En su artículo de hoy en El País, Juan Cruz se equivoca en los motivos por los que se está criticando el último de una larga serie de desatinos (“Javier Marías contra el mundo” debería llamarse su columna) de Javier Marías. Y se equivoca porque no se le critica, al menos yo no lo hago, por no gustarle Gloria Fuertes. Los gustos son muy personales. E incluso existe el mal gusto.

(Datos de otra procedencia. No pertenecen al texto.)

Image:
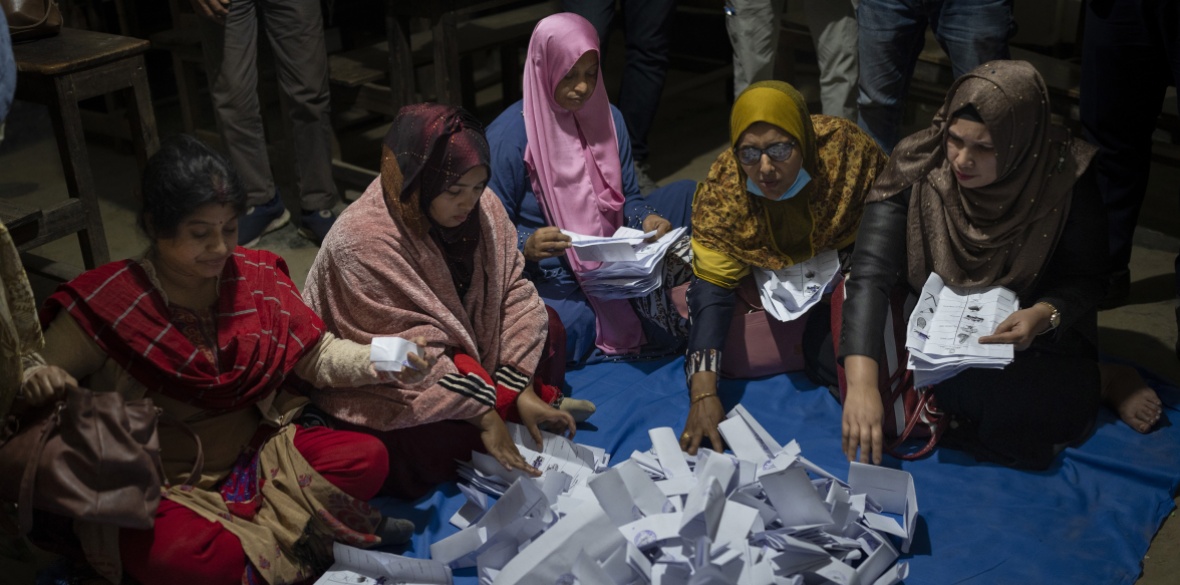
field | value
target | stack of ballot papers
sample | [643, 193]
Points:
[391, 354]
[764, 514]
[945, 326]
[630, 267]
[787, 294]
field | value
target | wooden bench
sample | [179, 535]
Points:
[59, 72]
[463, 34]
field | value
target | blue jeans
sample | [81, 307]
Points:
[892, 33]
[646, 25]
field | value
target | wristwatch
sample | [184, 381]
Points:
[1054, 317]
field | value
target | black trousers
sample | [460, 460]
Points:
[1021, 415]
[1131, 53]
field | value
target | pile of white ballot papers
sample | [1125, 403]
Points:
[788, 293]
[630, 267]
[764, 514]
[945, 326]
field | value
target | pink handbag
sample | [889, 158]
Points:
[758, 344]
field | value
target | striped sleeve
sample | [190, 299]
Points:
[470, 386]
[511, 378]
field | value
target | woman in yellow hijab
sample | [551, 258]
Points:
[792, 186]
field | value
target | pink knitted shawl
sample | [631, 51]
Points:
[374, 276]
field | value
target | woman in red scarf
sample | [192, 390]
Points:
[210, 332]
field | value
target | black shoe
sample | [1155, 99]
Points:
[1118, 291]
[395, 531]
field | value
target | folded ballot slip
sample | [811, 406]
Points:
[391, 354]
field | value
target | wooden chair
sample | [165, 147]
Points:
[59, 72]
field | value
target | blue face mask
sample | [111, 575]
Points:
[801, 181]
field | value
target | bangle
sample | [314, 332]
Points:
[1054, 317]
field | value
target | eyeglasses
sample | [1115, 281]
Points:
[778, 152]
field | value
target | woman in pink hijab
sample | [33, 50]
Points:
[562, 160]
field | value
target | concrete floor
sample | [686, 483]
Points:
[689, 131]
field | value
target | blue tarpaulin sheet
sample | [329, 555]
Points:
[1088, 519]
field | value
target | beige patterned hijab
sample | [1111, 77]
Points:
[20, 333]
[1002, 234]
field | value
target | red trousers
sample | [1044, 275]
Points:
[185, 549]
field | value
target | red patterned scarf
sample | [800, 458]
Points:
[263, 328]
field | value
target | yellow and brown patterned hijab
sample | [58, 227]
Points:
[734, 230]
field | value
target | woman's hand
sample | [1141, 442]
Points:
[1021, 327]
[703, 414]
[535, 413]
[212, 10]
[545, 243]
[863, 412]
[498, 442]
[657, 224]
[45, 383]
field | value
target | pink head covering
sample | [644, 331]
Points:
[572, 159]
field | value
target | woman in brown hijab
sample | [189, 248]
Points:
[992, 195]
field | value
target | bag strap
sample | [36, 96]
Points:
[937, 426]
[28, 478]
[198, 464]
[50, 6]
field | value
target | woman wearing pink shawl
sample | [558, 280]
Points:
[426, 254]
[562, 160]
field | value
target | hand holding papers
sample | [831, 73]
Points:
[788, 293]
[945, 328]
[392, 354]
[630, 267]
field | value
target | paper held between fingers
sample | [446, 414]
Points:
[392, 354]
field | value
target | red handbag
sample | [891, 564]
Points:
[758, 344]
[910, 413]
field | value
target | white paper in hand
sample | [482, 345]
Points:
[391, 354]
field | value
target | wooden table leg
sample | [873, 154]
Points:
[76, 163]
[401, 65]
[446, 60]
[141, 114]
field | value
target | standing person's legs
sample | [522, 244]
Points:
[1119, 107]
[230, 53]
[972, 32]
[753, 27]
[647, 31]
[295, 28]
[1167, 18]
[833, 26]
[891, 35]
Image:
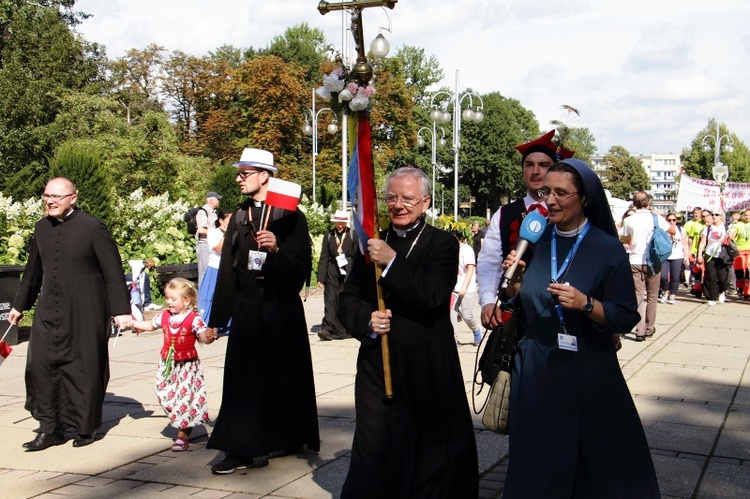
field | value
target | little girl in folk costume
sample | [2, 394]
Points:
[180, 386]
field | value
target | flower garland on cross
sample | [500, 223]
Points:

Y aunque de un académico de la Real Academia de la Lengua (si es que eso todavía significa algo) se pueda esperar más que ese artículo, se le critica por mezclar conceptos que no tienen nada que ver entre sí, como patriarcado y valía literaria, y por intentar imponer un listado de autoras que se pueden leer frente a otras que se deberían condenar al ostracismo según su criterio como ínclito académico e “ilustre” literato. Resulta especialmente dañina y peligrosa la sentencia con la que acaba el artículo: “Lean, por caridad, a las (autoras) que he enumerado antes: con ellas, yo creo, no hay temor a la decepción.” ¿Qué autoridad moral cree tener para denostar a las escritoras que no están en su lista? ¿Por qué habría que temer una decepción leyendo a otras autoras diferentes a las que él detalla? Cada uno ha de leer lo que le dé la gana, sea bueno o malo para este señor. En eso consiste la belleza y la magia de la lectura, en que cada uno, en cada momento vital, va a interpretar, sentir, vivir y gozar un texto literario de una forma distinta.

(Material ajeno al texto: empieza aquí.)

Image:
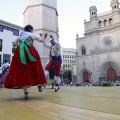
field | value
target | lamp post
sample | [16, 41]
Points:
[90, 73]
[62, 73]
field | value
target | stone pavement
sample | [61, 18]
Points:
[71, 103]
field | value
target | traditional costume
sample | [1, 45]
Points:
[55, 60]
[26, 68]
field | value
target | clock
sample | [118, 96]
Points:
[107, 42]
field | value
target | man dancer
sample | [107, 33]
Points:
[55, 59]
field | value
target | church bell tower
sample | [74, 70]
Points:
[43, 16]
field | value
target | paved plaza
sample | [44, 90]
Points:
[71, 103]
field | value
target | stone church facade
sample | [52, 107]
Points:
[43, 16]
[98, 52]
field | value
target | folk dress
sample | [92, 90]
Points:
[26, 68]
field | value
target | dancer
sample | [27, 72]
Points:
[26, 69]
[55, 59]
[5, 70]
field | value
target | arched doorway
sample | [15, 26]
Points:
[85, 77]
[111, 74]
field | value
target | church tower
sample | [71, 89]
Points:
[115, 11]
[43, 16]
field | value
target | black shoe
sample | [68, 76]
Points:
[57, 88]
[41, 88]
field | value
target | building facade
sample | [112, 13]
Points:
[98, 51]
[43, 16]
[8, 33]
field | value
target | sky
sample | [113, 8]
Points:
[72, 14]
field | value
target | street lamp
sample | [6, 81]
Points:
[90, 73]
[62, 73]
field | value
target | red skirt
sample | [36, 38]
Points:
[21, 75]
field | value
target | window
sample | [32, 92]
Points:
[0, 60]
[13, 47]
[100, 24]
[83, 50]
[110, 21]
[0, 45]
[105, 23]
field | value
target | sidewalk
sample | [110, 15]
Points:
[71, 103]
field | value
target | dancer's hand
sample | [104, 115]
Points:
[41, 34]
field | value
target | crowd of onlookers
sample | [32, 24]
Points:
[67, 82]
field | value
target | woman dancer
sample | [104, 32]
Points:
[26, 69]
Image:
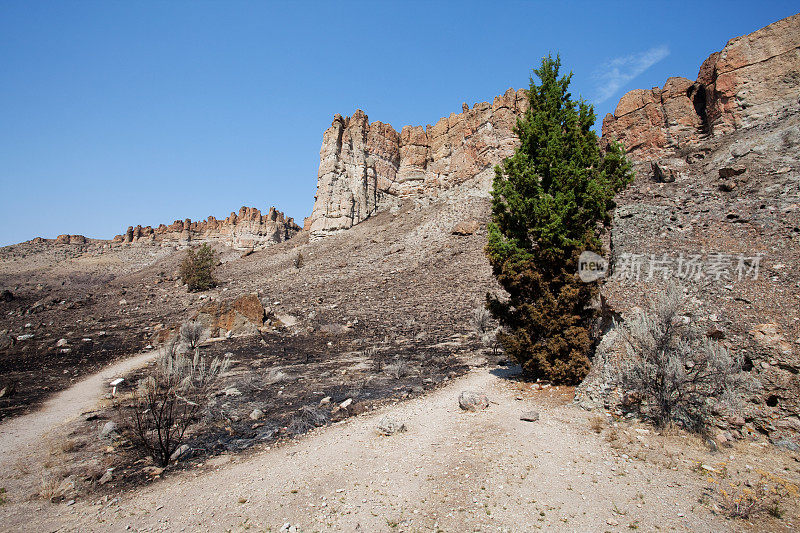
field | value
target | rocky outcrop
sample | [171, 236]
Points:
[715, 208]
[366, 166]
[751, 78]
[246, 230]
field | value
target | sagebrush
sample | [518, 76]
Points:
[169, 400]
[197, 268]
[673, 372]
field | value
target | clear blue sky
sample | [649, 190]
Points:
[121, 113]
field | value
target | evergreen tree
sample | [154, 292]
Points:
[197, 268]
[549, 201]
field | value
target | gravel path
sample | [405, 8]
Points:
[22, 435]
[450, 471]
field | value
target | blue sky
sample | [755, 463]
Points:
[124, 113]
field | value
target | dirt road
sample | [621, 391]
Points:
[450, 471]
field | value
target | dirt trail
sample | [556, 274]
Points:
[451, 471]
[22, 435]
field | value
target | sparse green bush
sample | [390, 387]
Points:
[672, 370]
[192, 333]
[197, 268]
[548, 201]
[169, 400]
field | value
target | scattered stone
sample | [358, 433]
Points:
[153, 470]
[529, 416]
[180, 452]
[106, 477]
[661, 173]
[108, 429]
[465, 228]
[473, 401]
[389, 426]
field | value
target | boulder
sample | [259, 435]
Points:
[529, 416]
[108, 429]
[389, 426]
[465, 228]
[473, 401]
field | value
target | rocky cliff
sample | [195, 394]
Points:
[366, 166]
[750, 80]
[715, 207]
[245, 230]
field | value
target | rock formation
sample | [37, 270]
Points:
[365, 166]
[246, 230]
[715, 207]
[753, 77]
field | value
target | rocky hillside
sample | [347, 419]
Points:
[246, 230]
[716, 207]
[368, 166]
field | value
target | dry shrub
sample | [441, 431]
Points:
[169, 400]
[769, 494]
[597, 423]
[398, 369]
[308, 418]
[673, 372]
[192, 333]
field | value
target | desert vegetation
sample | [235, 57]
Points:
[673, 372]
[171, 397]
[197, 268]
[548, 200]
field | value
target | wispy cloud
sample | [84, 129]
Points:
[618, 71]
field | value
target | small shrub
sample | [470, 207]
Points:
[192, 334]
[768, 495]
[398, 369]
[597, 423]
[197, 268]
[169, 400]
[481, 319]
[308, 418]
[674, 372]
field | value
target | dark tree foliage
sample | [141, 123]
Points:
[549, 201]
[197, 268]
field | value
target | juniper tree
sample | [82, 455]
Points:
[549, 201]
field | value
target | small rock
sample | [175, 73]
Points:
[465, 228]
[106, 477]
[473, 401]
[182, 450]
[109, 428]
[389, 426]
[529, 416]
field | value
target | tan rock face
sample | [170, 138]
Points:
[244, 230]
[754, 76]
[365, 166]
[243, 314]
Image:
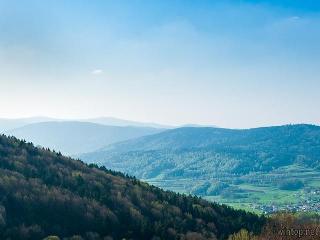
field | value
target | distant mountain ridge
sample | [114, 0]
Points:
[224, 164]
[46, 194]
[72, 137]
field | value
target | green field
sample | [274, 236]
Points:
[258, 192]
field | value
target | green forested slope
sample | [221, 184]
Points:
[44, 193]
[254, 165]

De lo se lea se aprenderá y se descubrirán nuevos mundos. Muchos de ellos, afortunadamente, antagónicos a Marías. No hay que dejarse acorralar en un determinado tipo y calidad de lecturas. Precisamente por querer guiar a las personas a lecturas únicas y “apropiadas” se ha denostado durante años a escritoras maravillosas y originales como Gloria Fuertes. Y eso es inadmisible. 

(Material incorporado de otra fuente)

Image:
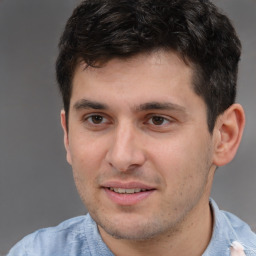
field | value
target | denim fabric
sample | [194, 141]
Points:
[80, 237]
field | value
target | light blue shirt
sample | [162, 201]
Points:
[80, 237]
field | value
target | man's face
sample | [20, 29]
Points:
[139, 145]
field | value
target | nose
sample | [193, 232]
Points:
[126, 149]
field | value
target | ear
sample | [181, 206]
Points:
[228, 133]
[66, 139]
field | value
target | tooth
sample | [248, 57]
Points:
[121, 190]
[130, 191]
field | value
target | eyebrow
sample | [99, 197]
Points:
[160, 106]
[88, 104]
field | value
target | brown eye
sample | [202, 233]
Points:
[96, 119]
[158, 120]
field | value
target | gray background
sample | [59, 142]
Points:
[36, 186]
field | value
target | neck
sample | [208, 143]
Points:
[191, 238]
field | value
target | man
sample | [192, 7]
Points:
[148, 88]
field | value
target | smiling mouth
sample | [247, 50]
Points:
[128, 190]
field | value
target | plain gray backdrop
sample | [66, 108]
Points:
[36, 186]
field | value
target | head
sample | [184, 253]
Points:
[100, 30]
[148, 89]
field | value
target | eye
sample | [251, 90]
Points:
[158, 120]
[96, 119]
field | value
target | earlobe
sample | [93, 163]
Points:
[228, 133]
[66, 139]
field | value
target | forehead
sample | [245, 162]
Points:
[153, 77]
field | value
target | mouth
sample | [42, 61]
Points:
[128, 190]
[127, 194]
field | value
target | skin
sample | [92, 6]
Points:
[140, 121]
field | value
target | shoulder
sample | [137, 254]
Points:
[228, 229]
[60, 240]
[241, 230]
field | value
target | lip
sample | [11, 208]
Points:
[127, 199]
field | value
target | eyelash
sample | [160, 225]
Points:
[104, 121]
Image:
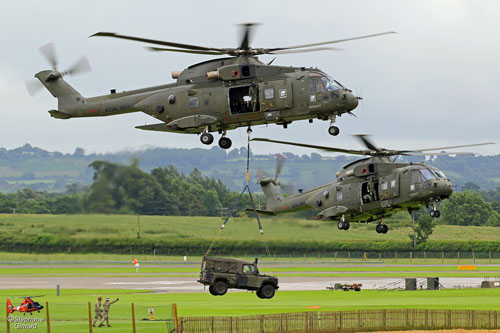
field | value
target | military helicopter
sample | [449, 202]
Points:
[366, 190]
[217, 95]
[27, 306]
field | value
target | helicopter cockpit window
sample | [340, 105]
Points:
[427, 174]
[439, 174]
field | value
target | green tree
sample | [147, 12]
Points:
[467, 208]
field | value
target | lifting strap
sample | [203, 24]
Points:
[246, 188]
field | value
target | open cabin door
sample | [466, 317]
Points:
[275, 95]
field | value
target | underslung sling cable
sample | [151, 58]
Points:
[247, 187]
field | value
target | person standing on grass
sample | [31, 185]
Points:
[105, 315]
[97, 311]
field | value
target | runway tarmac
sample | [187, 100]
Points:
[189, 284]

Porque, además, reducir toda la obra de un autor, y más del calado de Gloria Fuertes, cuya trayectoria discurrió tanto por el complejo mundo de la literatura infantil y juvenil como por la poesía adulta, es un ejercicio de simplismo descarado. Uno puede llegar a odiar profundamente a un autor y de repente encontrarte con un texto suyo maravilloso. 

Si siguiésemos, que no lo haremos obviamente, los consejos de Javier Marías nos perderíamos, precisamente, esos libros maravillosos. Es lo que le ha debido de pasar al otro ilustre académico gruñón, Arturo Pérez Reverte, que se jacta de no haber leído jamás a Gloria Fuertes. Ahora se entienden muchas cosas.